What was the tension under reference? It was the constitution of Abdullahi Bayero College and later Bayero University, Kano as being about reflecting “those beliefs, values and traditions that the society holds most sacred”. Although Dr Tukur did add monitoring of “changes that comes with time in assimilating and disseminating universal truths”, it was always this formulation about the university as a guardian of “those essential values and nuances that give society its identity” that critics recalled whenever there was one little ‘clash of civilisation’ on the campus. Little ‘clashes of civilisations’ were certainly frequent on the campus in the 1990S, tense moments typified by verbal and, sometimes, physical clashes between members of the Muslim Students Society, (MSS) and the mainstream or radical student activists.
The antagonists said a university should go beyond mirroring the spirit of the community and guarding its morals to critiquing it and producing knowledge that transcended that. When the debate got hot, some of the antagonists wondered if Kano itself was not more vibrant than the university. Before this phase of the self-interrogation, there was another one typified by the title of the essay by one of its participants, “BUK: Time to Look Beyond the Badala”. Nobody would know now who between Dr Tukur and his antagonists is right, what with the collapse of universalism in favour of contingency.
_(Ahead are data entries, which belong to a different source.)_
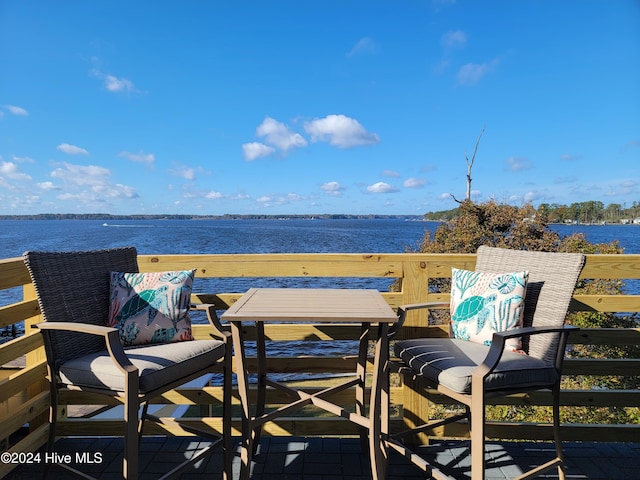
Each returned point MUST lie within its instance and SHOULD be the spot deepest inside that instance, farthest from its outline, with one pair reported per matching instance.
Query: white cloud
(254, 150)
(87, 184)
(471, 73)
(278, 134)
(47, 186)
(414, 183)
(278, 200)
(333, 189)
(17, 110)
(454, 39)
(362, 46)
(82, 175)
(17, 159)
(381, 187)
(141, 157)
(71, 149)
(113, 83)
(518, 164)
(183, 171)
(213, 195)
(11, 171)
(340, 131)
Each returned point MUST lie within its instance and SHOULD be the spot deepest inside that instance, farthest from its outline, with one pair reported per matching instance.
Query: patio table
(340, 306)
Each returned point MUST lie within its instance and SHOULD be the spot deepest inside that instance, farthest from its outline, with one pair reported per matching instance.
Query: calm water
(249, 236)
(253, 236)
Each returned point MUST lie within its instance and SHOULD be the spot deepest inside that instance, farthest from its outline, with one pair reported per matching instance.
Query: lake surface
(251, 236)
(255, 236)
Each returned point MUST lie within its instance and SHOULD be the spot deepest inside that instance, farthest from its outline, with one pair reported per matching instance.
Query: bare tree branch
(470, 164)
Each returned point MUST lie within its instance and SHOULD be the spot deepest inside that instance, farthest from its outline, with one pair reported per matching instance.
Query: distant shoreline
(106, 217)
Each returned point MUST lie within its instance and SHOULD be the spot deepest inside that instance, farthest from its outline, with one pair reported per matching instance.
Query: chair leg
(478, 416)
(556, 432)
(131, 439)
(227, 438)
(53, 417)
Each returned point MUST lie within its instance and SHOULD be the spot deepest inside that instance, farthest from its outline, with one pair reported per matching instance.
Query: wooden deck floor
(314, 458)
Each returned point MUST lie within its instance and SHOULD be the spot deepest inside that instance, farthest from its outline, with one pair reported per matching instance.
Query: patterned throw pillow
(151, 307)
(483, 303)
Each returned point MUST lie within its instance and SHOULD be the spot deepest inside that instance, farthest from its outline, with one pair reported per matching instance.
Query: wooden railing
(24, 396)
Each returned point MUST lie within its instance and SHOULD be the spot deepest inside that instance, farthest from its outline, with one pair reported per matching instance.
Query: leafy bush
(501, 225)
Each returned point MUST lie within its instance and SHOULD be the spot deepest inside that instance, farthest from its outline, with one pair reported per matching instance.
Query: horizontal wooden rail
(413, 272)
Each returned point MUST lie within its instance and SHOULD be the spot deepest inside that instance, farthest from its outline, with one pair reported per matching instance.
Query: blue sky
(316, 107)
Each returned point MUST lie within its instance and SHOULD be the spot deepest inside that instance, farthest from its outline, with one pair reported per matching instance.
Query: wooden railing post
(33, 357)
(415, 290)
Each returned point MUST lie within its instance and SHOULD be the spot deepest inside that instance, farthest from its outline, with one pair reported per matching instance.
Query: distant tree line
(579, 212)
(105, 217)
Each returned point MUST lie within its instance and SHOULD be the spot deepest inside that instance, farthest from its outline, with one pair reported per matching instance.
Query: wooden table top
(311, 305)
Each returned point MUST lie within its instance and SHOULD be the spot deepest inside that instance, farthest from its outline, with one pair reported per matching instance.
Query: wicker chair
(470, 373)
(84, 354)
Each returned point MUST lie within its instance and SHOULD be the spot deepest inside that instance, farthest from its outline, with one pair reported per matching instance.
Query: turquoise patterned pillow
(483, 303)
(151, 307)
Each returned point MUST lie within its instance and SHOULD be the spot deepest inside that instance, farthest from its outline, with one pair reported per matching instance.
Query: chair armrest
(221, 331)
(110, 334)
(402, 313)
(498, 342)
(77, 327)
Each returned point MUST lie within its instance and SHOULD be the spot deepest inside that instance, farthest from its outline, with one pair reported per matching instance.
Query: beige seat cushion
(158, 364)
(450, 362)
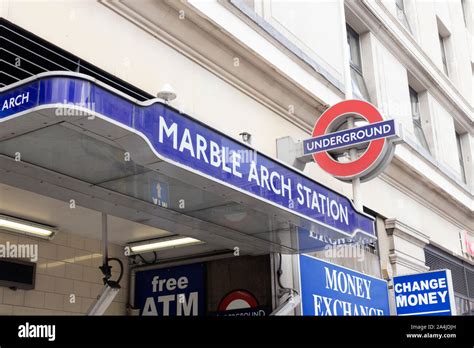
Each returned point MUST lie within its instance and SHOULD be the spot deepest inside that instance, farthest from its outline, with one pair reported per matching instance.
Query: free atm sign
(172, 291)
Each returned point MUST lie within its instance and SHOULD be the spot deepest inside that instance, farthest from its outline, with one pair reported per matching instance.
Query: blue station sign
(174, 291)
(350, 137)
(429, 293)
(331, 290)
(185, 142)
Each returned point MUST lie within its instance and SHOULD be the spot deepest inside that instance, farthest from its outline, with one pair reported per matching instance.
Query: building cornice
(395, 227)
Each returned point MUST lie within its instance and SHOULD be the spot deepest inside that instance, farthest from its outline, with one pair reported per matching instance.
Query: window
(402, 17)
(415, 116)
(442, 45)
(358, 84)
(461, 162)
(464, 11)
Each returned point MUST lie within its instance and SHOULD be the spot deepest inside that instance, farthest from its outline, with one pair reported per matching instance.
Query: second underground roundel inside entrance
(239, 299)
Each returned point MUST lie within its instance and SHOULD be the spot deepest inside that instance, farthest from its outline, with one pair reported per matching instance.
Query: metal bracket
(291, 152)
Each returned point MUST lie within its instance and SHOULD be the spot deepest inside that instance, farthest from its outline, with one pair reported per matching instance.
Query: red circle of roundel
(242, 295)
(326, 162)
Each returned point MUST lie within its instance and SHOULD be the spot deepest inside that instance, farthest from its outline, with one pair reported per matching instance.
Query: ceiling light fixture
(34, 229)
(163, 243)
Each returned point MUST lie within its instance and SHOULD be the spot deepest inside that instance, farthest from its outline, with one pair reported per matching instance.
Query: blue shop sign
(174, 291)
(429, 293)
(181, 140)
(349, 137)
(329, 290)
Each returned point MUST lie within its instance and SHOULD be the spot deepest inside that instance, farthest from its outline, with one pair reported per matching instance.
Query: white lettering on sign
(347, 284)
(322, 204)
(185, 305)
(15, 101)
(230, 161)
(328, 306)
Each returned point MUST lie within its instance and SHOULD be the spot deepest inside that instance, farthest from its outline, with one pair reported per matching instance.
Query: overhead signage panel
(181, 140)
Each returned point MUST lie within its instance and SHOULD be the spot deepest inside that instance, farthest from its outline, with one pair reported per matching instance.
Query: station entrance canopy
(79, 138)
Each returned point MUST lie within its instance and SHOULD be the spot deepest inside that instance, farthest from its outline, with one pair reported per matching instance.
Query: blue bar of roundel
(307, 142)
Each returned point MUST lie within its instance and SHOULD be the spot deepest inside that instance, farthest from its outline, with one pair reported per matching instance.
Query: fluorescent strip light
(165, 244)
(26, 227)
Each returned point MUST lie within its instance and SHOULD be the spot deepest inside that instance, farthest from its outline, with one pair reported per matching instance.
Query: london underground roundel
(238, 299)
(348, 150)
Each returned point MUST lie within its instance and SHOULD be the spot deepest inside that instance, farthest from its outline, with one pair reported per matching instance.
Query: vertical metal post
(105, 255)
(348, 94)
(356, 181)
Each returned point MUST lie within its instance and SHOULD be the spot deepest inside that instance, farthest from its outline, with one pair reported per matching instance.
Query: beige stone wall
(67, 265)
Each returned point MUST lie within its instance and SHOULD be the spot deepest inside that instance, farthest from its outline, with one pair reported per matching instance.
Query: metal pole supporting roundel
(356, 196)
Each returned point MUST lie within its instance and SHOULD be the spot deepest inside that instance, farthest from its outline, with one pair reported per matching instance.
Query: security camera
(166, 93)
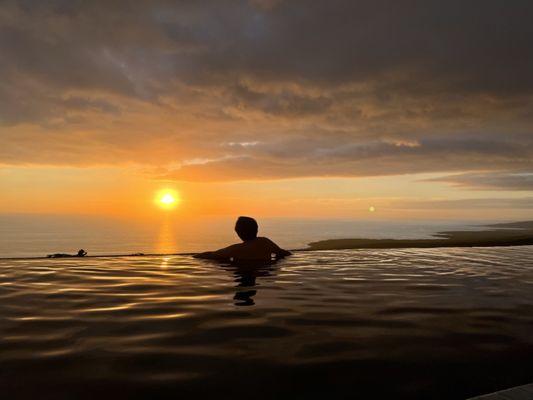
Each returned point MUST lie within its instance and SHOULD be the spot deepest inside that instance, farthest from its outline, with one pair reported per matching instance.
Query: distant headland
(505, 234)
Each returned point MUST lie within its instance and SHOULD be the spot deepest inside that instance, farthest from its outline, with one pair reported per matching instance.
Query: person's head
(246, 228)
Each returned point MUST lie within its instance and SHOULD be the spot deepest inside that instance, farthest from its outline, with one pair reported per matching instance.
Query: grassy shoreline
(508, 234)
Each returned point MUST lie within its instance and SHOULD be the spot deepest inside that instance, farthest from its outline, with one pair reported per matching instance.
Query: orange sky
(270, 108)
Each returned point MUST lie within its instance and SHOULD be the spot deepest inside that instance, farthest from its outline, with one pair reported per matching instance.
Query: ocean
(405, 323)
(38, 235)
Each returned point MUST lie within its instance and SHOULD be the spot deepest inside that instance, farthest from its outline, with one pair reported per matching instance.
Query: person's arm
(222, 254)
(278, 251)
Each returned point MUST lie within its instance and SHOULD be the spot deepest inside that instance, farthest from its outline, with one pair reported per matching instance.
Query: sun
(167, 199)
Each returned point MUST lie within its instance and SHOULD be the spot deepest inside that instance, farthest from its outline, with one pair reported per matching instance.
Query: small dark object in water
(81, 253)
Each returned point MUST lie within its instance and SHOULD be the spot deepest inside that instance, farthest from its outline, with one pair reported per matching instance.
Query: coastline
(500, 235)
(506, 234)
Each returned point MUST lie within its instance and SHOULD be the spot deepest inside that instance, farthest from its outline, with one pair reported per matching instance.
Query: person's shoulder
(265, 240)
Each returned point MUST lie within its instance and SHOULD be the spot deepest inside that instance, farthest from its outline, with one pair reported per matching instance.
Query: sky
(419, 109)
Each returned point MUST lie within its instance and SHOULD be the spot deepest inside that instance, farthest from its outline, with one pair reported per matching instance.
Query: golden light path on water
(432, 323)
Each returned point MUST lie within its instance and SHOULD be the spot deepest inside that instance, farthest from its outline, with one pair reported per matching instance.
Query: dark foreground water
(420, 323)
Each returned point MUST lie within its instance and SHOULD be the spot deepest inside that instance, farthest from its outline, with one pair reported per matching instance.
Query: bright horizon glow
(167, 199)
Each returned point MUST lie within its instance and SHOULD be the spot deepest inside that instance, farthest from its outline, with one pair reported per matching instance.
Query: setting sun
(167, 199)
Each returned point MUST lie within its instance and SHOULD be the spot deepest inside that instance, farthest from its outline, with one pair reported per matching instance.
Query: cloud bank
(229, 90)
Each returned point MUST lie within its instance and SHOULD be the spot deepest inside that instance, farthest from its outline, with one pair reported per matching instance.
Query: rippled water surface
(413, 323)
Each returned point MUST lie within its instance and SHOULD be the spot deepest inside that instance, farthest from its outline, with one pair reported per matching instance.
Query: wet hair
(246, 228)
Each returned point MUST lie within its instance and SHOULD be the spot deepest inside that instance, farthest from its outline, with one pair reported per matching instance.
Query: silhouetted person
(252, 248)
(81, 253)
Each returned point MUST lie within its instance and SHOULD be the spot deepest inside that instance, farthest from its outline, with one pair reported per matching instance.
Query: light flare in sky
(167, 199)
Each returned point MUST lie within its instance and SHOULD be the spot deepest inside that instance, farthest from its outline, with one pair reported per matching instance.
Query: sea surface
(405, 323)
(39, 235)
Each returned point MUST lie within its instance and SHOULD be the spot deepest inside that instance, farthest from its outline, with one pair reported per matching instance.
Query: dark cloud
(524, 203)
(270, 88)
(492, 180)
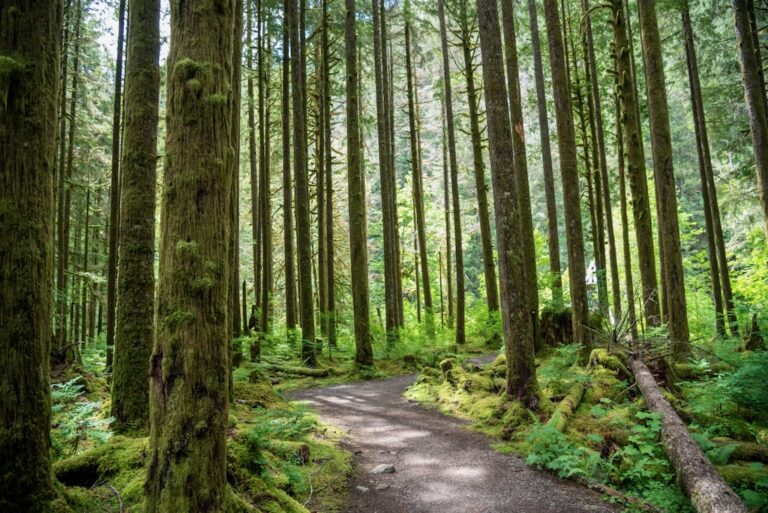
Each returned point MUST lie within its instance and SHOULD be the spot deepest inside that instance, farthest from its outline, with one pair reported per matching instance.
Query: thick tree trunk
(707, 490)
(190, 361)
(521, 166)
(566, 140)
(114, 189)
(515, 304)
(357, 217)
(672, 261)
(136, 280)
(454, 173)
(486, 236)
(754, 96)
(553, 236)
(28, 119)
(638, 182)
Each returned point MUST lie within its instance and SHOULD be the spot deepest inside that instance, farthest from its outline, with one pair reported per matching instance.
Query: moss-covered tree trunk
(358, 243)
(754, 96)
(661, 138)
(114, 187)
(636, 175)
(566, 140)
(136, 280)
(454, 174)
(518, 331)
(468, 48)
(521, 164)
(416, 180)
(189, 365)
(29, 82)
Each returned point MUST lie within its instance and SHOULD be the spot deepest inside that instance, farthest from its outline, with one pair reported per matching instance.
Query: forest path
(439, 465)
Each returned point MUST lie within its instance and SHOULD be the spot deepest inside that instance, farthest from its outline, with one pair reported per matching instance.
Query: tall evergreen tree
(189, 364)
(136, 279)
(29, 50)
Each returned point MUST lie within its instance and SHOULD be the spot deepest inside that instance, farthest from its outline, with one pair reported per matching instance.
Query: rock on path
(440, 467)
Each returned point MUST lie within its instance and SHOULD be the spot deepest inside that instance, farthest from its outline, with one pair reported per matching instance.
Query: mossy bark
(566, 140)
(30, 34)
(669, 229)
(136, 281)
(189, 365)
(518, 330)
(454, 174)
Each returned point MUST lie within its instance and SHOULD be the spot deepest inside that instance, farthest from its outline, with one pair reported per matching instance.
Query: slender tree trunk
(447, 209)
(627, 254)
(566, 140)
(357, 218)
(665, 180)
(515, 304)
(486, 237)
(521, 165)
(553, 236)
(712, 255)
(303, 235)
(190, 361)
(290, 276)
(136, 251)
(329, 246)
(708, 184)
(27, 120)
(416, 178)
(638, 183)
(454, 172)
(114, 189)
(603, 162)
(754, 96)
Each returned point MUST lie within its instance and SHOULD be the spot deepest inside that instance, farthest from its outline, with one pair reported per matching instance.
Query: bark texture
(136, 279)
(189, 386)
(29, 82)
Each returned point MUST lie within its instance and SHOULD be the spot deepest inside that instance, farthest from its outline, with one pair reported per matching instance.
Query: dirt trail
(440, 467)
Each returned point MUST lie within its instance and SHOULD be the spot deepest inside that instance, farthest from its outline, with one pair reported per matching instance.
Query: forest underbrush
(592, 425)
(280, 458)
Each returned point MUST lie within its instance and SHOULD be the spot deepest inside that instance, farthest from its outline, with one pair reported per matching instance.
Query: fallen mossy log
(706, 488)
(566, 407)
(300, 371)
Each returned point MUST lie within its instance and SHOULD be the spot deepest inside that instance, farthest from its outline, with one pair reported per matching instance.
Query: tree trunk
(28, 119)
(553, 236)
(416, 178)
(114, 189)
(486, 236)
(189, 365)
(136, 250)
(454, 173)
(754, 96)
(704, 163)
(357, 217)
(521, 165)
(665, 180)
(566, 140)
(698, 478)
(515, 304)
(638, 183)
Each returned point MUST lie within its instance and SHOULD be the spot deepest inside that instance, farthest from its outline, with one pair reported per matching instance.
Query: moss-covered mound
(279, 459)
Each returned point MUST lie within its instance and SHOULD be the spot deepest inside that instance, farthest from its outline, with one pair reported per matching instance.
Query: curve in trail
(440, 466)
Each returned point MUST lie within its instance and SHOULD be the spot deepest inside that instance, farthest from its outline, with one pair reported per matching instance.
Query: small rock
(383, 469)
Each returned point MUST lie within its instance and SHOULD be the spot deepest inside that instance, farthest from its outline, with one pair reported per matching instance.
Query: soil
(440, 466)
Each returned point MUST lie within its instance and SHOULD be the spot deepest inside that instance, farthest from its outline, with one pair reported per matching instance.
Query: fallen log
(566, 407)
(708, 491)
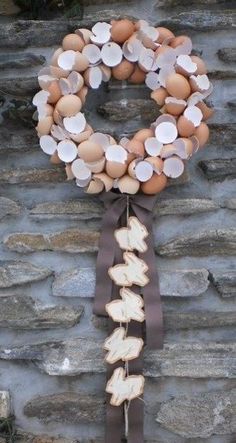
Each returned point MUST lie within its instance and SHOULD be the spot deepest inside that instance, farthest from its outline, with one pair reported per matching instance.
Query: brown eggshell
(136, 147)
(55, 92)
(128, 185)
(73, 41)
(159, 96)
(178, 86)
(201, 67)
(54, 159)
(202, 133)
(68, 105)
(90, 151)
(156, 184)
(143, 134)
(156, 162)
(138, 76)
(185, 127)
(115, 169)
(44, 126)
(121, 30)
(206, 111)
(123, 71)
(164, 33)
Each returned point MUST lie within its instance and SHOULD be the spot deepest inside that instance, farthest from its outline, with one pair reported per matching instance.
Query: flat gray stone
(85, 355)
(22, 312)
(203, 243)
(81, 283)
(219, 169)
(14, 273)
(201, 415)
(8, 207)
(71, 240)
(225, 282)
(5, 404)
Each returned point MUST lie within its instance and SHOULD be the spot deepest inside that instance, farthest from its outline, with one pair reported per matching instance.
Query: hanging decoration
(126, 174)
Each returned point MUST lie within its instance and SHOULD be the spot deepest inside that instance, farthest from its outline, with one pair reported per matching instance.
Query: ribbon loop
(142, 207)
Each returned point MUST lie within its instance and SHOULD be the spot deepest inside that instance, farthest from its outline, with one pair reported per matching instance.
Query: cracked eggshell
(111, 54)
(143, 134)
(68, 105)
(90, 151)
(202, 133)
(123, 71)
(156, 184)
(173, 167)
(95, 187)
(138, 76)
(174, 106)
(105, 179)
(73, 41)
(164, 34)
(159, 96)
(136, 147)
(178, 86)
(201, 67)
(44, 126)
(157, 164)
(122, 30)
(115, 169)
(128, 185)
(185, 127)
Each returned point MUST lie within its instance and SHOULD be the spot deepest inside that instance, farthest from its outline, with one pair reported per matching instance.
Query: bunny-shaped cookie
(130, 273)
(133, 236)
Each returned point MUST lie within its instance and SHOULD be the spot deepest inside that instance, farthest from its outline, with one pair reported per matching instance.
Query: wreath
(123, 172)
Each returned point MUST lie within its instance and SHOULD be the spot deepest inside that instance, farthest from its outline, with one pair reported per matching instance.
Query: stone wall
(51, 364)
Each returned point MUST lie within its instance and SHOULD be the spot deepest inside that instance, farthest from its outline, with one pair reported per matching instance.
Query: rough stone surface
(81, 283)
(8, 207)
(14, 273)
(72, 240)
(32, 176)
(225, 282)
(83, 355)
(219, 169)
(22, 312)
(5, 404)
(202, 415)
(202, 243)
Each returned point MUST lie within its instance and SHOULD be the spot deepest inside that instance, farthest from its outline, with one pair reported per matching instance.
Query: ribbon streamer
(142, 207)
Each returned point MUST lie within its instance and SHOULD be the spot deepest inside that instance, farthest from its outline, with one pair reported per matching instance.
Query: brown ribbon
(142, 207)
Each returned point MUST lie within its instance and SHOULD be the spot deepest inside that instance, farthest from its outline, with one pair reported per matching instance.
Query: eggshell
(136, 147)
(156, 184)
(90, 152)
(159, 96)
(201, 67)
(178, 86)
(157, 164)
(138, 76)
(121, 30)
(73, 41)
(202, 133)
(95, 187)
(143, 134)
(115, 169)
(44, 126)
(123, 71)
(106, 180)
(55, 92)
(68, 105)
(164, 34)
(185, 127)
(128, 185)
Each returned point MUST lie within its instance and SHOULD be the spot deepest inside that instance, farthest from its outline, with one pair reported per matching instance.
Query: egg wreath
(142, 165)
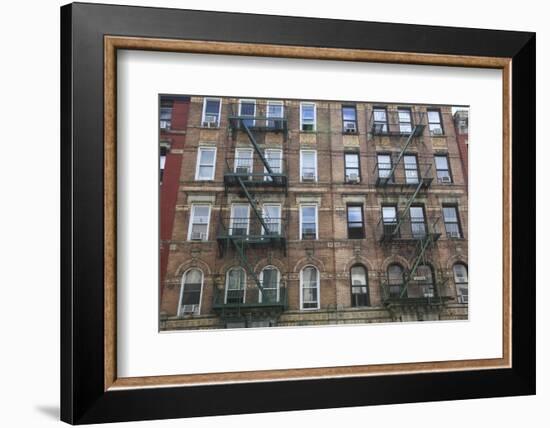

Prof Attahiru Jega’s national leadership of the Academic Staff Union of Universities, (ASUU) contributed significantly to rescuing BUK from public or national perception of the university on account of those clashes, raising its stature. That was also the period within the university in which student leaders, wanting to be like the lecturers they admired, came up with the most provocative analyses at seminars that were taking place all over the campus. It would seem that all these have totalled into a BUK that is determinedly looking forward to being a factor in the politics of knowledge production in Nigeria in the era when one of the younger, confident private universities could give anyone of the older universities a run for their age and name.